- Earlier this month, Mayor Catherine Pugh announced that the city’s annual Martin Luther King Jr. Day Parade wouldn’t be happening this year. The parade, which features local kids’ dance troupes and bands from around Baltimore, draws a big crowd despite January’s frigid temperatures. We’d be having a cleanup day instead, she said, as a way of honoring MLK’s spirit. The decision caused a bit of an uproar, with over a thousand people signing an online petition asking for the event to be reinstated. Critics asked, why couldn’t we do both? Well, we can, and as Pugh announced a few days later, we will. “We heard from the people. We’ll do the parade and the day of service,” Pugh said. We think that’s the right decision.
- City Council President Jack Young put his whole foot in his mouth at a community meeting last Wednesday, when, according to The Baltimore Brew, he remarked, “The more we keep the news media out of our business, the better we can run this city.” Lester Davis, Young’s deputy chief of staff, later told the outlet that the statements were aimed at reporting that is meant to “draw eyeballs and not meant to inform citizens.” We’d buy that if Davis didn’t hop on Twitter later on and accuse the Brew of inaccurately quoting him. Between Donald “Fake News” Trump in the White House, and the scandal-plagued, journalist-averse Baltimore City Police Department dominating the news here, we muckrakers are kinda on edge here, OK? Our job is to make sure the business of the city is being carried out properly. It’s something we’re kinda committed to.
- It feels like mass shooting events are becoming commonplace now, a heartbreaking reality of being alive in 2017. Harford County Sheriff Jeffrey Gahler thinks the solution is . . . more guns? The Parishioner Protection Act of 2018 would allow gun owners to bring their weapons to church.
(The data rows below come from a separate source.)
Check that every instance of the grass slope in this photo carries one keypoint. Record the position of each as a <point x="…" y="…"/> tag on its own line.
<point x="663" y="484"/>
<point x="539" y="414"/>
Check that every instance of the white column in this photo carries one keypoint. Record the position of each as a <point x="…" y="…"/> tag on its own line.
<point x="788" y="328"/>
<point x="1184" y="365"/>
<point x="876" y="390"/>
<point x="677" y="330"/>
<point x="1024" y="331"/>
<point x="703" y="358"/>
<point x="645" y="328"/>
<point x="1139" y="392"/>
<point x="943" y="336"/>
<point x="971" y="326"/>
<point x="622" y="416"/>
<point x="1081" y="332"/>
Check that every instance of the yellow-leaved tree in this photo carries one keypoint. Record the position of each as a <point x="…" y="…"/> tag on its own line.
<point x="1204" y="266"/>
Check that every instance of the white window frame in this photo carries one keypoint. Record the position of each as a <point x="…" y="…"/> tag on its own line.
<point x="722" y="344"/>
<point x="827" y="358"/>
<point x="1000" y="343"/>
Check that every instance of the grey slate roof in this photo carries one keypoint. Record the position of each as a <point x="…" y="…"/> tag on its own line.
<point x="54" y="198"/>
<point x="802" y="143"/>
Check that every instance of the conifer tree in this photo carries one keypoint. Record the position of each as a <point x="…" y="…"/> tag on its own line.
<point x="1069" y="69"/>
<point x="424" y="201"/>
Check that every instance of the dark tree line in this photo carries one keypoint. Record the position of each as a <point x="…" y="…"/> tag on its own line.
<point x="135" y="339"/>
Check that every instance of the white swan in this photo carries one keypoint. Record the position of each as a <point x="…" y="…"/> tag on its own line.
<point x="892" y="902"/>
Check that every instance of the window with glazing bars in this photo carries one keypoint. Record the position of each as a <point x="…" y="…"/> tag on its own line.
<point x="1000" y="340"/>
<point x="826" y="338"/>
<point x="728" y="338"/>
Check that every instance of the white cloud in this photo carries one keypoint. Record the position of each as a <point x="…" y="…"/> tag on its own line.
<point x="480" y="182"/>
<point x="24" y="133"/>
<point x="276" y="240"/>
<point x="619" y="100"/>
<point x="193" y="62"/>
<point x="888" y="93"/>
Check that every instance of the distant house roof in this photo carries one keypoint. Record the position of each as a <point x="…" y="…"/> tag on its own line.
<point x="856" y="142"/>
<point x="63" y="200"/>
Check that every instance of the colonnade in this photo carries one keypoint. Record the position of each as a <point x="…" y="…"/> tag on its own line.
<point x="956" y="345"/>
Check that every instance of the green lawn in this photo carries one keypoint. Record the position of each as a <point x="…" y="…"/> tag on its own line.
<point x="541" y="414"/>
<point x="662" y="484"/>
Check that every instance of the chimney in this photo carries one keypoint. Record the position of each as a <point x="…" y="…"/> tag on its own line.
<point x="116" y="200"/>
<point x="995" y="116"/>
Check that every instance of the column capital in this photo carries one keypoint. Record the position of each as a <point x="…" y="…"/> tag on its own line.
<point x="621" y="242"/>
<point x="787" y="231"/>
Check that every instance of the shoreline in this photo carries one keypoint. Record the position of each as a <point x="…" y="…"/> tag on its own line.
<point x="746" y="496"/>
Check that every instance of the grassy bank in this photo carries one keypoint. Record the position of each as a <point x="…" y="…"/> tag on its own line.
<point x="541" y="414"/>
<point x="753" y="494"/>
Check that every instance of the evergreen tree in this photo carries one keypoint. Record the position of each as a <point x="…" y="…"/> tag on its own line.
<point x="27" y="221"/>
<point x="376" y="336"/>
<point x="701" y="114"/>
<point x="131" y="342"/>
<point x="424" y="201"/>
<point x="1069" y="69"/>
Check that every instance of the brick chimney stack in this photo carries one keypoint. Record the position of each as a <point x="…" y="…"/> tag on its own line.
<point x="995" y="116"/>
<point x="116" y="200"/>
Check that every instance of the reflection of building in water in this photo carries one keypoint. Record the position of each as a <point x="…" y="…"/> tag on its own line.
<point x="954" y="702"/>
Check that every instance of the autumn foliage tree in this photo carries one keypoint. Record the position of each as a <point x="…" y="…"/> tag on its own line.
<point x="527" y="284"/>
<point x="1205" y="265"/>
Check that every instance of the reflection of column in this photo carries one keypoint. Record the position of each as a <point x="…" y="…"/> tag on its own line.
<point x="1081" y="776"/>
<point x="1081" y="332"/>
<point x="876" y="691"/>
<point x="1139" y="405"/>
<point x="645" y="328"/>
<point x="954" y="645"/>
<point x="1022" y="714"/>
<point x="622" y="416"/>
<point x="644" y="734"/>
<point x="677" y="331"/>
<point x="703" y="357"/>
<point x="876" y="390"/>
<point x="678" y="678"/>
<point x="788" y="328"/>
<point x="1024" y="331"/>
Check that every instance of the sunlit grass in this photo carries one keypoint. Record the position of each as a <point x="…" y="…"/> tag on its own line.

As the Sun’s Alison Knezevich and Erin Cox noted, the move goes against the general mood in Maryland, with many politicians pushing for stricter gun legislation.
- Folks here in Maryland got an extra week to sign up for Obamacare, when officials pushed the deadline to Dec. 22, instead of Dec. 15. Members of the Trump administration have been consistent in their efforts to dissuade citizens for signing up for the federal healthcare program, setting a shortened 45-day enrollment period and slashing the program’s advertising budget by more than 90 percent. What happened to people over politics?
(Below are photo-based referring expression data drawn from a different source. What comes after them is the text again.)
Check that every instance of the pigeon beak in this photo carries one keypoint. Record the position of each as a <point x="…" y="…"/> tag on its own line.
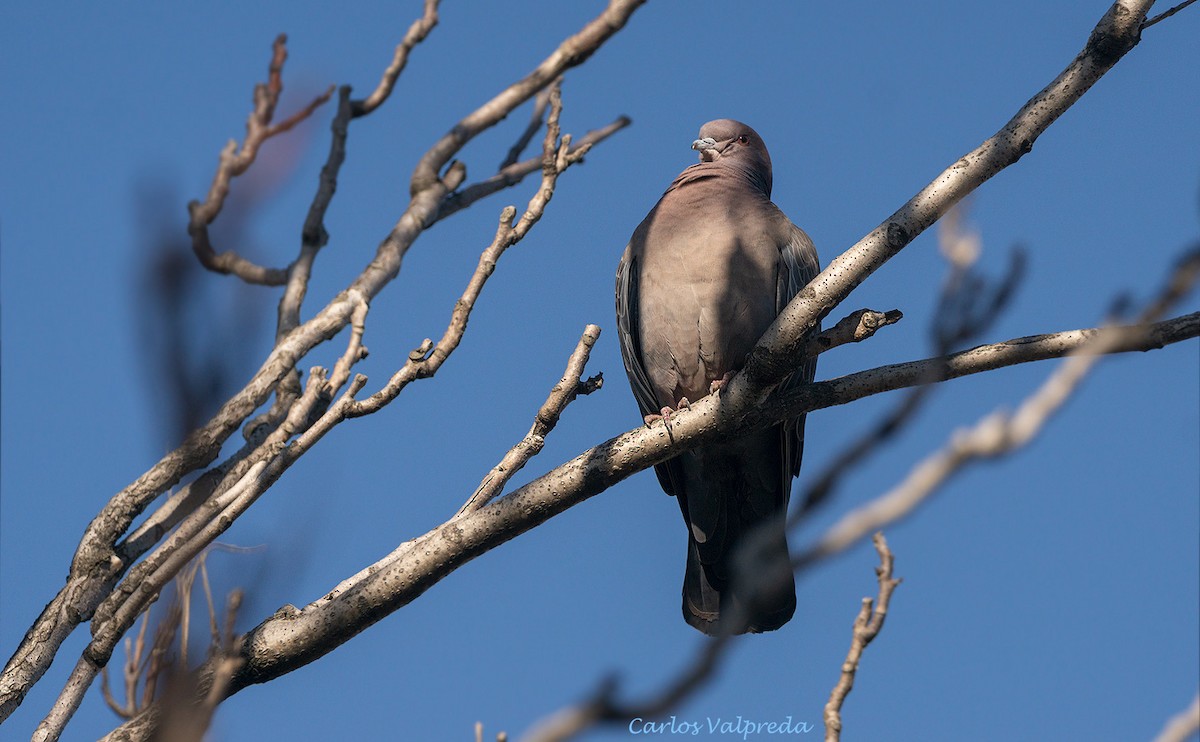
<point x="707" y="148"/>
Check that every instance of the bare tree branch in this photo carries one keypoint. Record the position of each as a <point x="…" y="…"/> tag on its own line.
<point x="513" y="174"/>
<point x="97" y="564"/>
<point x="867" y="627"/>
<point x="415" y="35"/>
<point x="234" y="162"/>
<point x="563" y="394"/>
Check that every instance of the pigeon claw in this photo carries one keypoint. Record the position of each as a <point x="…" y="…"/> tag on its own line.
<point x="719" y="383"/>
<point x="666" y="412"/>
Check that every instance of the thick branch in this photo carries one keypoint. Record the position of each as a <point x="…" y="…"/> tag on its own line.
<point x="234" y="162"/>
<point x="294" y="638"/>
<point x="96" y="566"/>
<point x="778" y="351"/>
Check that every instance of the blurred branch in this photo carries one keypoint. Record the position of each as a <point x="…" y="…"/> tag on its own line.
<point x="234" y="162"/>
<point x="425" y="360"/>
<point x="1001" y="432"/>
<point x="415" y="35"/>
<point x="1182" y="725"/>
<point x="97" y="563"/>
<point x="1167" y="15"/>
<point x="867" y="627"/>
<point x="958" y="318"/>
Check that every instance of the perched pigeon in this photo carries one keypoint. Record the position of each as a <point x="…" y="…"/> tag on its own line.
<point x="703" y="276"/>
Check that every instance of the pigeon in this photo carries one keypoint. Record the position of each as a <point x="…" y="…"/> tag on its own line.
<point x="702" y="277"/>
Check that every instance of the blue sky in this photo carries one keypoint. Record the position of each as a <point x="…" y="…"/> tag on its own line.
<point x="1053" y="594"/>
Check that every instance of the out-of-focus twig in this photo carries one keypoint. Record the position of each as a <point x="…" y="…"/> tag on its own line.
<point x="234" y="161"/>
<point x="415" y="35"/>
<point x="867" y="627"/>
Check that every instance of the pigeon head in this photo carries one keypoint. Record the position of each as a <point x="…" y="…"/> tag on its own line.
<point x="735" y="144"/>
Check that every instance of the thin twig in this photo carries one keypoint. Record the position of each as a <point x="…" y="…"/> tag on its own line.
<point x="561" y="395"/>
<point x="425" y="360"/>
<point x="515" y="173"/>
<point x="867" y="627"/>
<point x="1000" y="432"/>
<point x="1182" y="725"/>
<point x="415" y="35"/>
<point x="1167" y="15"/>
<point x="234" y="162"/>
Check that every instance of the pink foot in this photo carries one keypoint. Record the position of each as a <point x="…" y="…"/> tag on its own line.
<point x="718" y="384"/>
<point x="666" y="412"/>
- Alicia Evans and her two daughters Layla Mullen and Amani Mullen died in a house fire the morning of Wednesday Dec. 13 in Richnor Springs near Cold Spring Lane. And on Dec. 16, a vacant right next to the Rose Street Community Center—long celebrated for providing a respite from street violence—caught on fire, though fortunately the community center was not harmed.
- Baltimore’s Creek Boyz continue to gain more acclaim and fans for their song, ‘With My Team,’ and this week, an official remix featuring Lil Yachty was released. It’s a nice fit. Yachty’s yelping, sing-song style is similar to Creek Boyz and Yachty has publicly praised the song for quite some time. We’ve been tough on Creek Boyz after they reissued ‘With My Team’ with the maudlin references to Baltimore’s homicide rate edited out, but this is a song of the year contender and Yachty teaming up with Baltimore’s Bone-Thugs surely raises the song’s profile even more.
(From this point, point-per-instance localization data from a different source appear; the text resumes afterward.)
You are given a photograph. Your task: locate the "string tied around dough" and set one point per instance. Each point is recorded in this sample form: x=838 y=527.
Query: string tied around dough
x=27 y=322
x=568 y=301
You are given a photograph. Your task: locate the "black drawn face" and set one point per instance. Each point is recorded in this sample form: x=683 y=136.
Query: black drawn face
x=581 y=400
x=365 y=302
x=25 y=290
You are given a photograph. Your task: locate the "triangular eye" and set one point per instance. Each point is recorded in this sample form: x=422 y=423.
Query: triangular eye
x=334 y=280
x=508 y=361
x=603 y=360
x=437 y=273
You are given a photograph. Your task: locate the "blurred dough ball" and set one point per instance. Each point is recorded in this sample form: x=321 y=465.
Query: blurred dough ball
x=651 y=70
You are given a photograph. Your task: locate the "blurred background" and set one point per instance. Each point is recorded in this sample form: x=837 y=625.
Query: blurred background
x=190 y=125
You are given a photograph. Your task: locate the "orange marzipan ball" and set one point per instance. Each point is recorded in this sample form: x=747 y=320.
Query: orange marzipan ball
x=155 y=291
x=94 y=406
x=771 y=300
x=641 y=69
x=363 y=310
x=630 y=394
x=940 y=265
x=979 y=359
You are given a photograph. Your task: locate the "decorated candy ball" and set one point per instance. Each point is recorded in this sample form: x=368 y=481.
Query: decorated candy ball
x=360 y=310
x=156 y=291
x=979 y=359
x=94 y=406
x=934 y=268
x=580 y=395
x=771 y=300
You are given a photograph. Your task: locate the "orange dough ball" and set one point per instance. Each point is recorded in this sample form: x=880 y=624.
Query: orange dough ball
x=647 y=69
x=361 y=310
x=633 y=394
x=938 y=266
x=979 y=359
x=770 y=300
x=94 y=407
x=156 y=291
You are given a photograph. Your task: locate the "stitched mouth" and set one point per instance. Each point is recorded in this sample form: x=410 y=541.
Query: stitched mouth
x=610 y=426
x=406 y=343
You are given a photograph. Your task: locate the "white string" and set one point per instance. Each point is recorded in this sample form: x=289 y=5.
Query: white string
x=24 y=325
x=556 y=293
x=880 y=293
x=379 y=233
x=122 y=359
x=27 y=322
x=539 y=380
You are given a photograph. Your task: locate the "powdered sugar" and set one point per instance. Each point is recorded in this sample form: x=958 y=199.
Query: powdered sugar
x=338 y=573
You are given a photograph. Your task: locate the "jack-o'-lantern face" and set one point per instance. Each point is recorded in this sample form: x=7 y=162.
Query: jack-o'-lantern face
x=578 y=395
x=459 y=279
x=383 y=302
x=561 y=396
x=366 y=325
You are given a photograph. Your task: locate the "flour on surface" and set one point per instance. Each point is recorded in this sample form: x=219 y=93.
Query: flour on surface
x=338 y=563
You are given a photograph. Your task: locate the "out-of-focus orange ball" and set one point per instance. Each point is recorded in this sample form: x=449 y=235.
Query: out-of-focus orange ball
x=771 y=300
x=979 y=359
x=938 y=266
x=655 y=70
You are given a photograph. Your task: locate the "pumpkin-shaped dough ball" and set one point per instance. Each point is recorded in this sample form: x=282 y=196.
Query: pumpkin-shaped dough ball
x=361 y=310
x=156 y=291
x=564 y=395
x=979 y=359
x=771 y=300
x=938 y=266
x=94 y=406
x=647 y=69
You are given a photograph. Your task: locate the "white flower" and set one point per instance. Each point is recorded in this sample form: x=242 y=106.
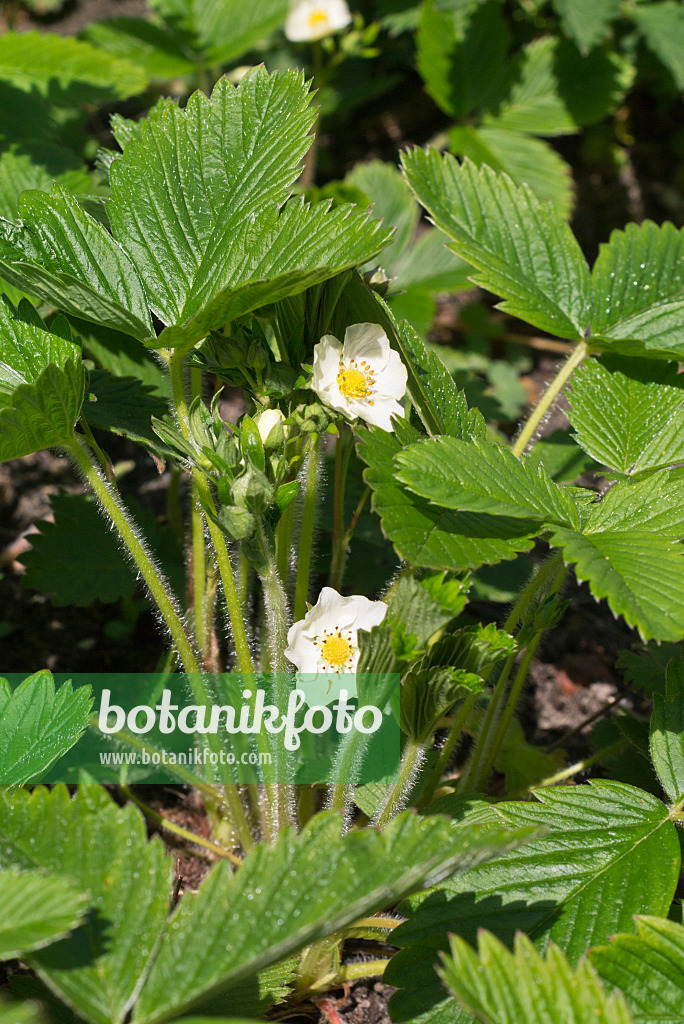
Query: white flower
x=326 y=640
x=309 y=19
x=270 y=422
x=364 y=378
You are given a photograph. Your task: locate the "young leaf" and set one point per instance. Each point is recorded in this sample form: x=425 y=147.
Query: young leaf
x=358 y=873
x=587 y=22
x=667 y=732
x=629 y=414
x=526 y=160
x=428 y=536
x=639 y=289
x=455 y=39
x=62 y=255
x=38 y=725
x=609 y=851
x=639 y=572
x=37 y=909
x=189 y=177
x=479 y=476
x=503 y=987
x=663 y=28
x=648 y=968
x=45 y=61
x=96 y=970
x=522 y=249
x=269 y=257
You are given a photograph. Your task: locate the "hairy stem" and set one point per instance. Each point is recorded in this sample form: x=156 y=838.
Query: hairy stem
x=306 y=535
x=548 y=398
x=117 y=512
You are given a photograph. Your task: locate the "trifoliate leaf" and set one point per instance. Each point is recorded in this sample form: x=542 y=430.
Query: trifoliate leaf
x=37 y=909
x=639 y=289
x=432 y=537
x=629 y=414
x=503 y=987
x=647 y=968
x=587 y=22
x=359 y=872
x=103 y=849
x=478 y=476
x=500 y=228
x=609 y=851
x=38 y=725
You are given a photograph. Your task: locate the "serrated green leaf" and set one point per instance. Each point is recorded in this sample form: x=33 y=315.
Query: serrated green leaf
x=503 y=987
x=153 y=47
x=663 y=28
x=629 y=414
x=19 y=1013
x=640 y=573
x=639 y=289
x=270 y=257
x=522 y=250
x=557 y=90
x=478 y=476
x=455 y=40
x=609 y=851
x=653 y=505
x=62 y=255
x=123 y=406
x=359 y=872
x=42 y=414
x=587 y=22
x=647 y=968
x=37 y=909
x=103 y=849
x=428 y=536
x=526 y=160
x=222 y=32
x=667 y=732
x=189 y=177
x=39 y=60
x=38 y=725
- Early Friday afternoon, Baltimoreans were glued to their computer screens and iPhones watching an intense 30-minute police chase through West Baltimore. It began when police attempted to pull over a vehicle connected to two shootings. The driver, later identified as Mausean Vittorio Quran Carter, at some point took off and fired at officers, who fired back. During the chase, Carter continued firing, striking two civilians. The chase ended after Carter’s car endured damage and, as the Sun’s Justin Fenton pointed out, Carter’s girlfriend pulled him out of the car.
- There were five homicides in Baltimore over the past week (Dec. 10-18, the week before the Beat went press). Markel Gray on Dec. 10, and then four other homicide victims, all not yet identified, who died on Dec. 12, Dec. 14, Dec. 15, and Dec. 16. As of Dec. 18, Baltimore has had 331 homicides.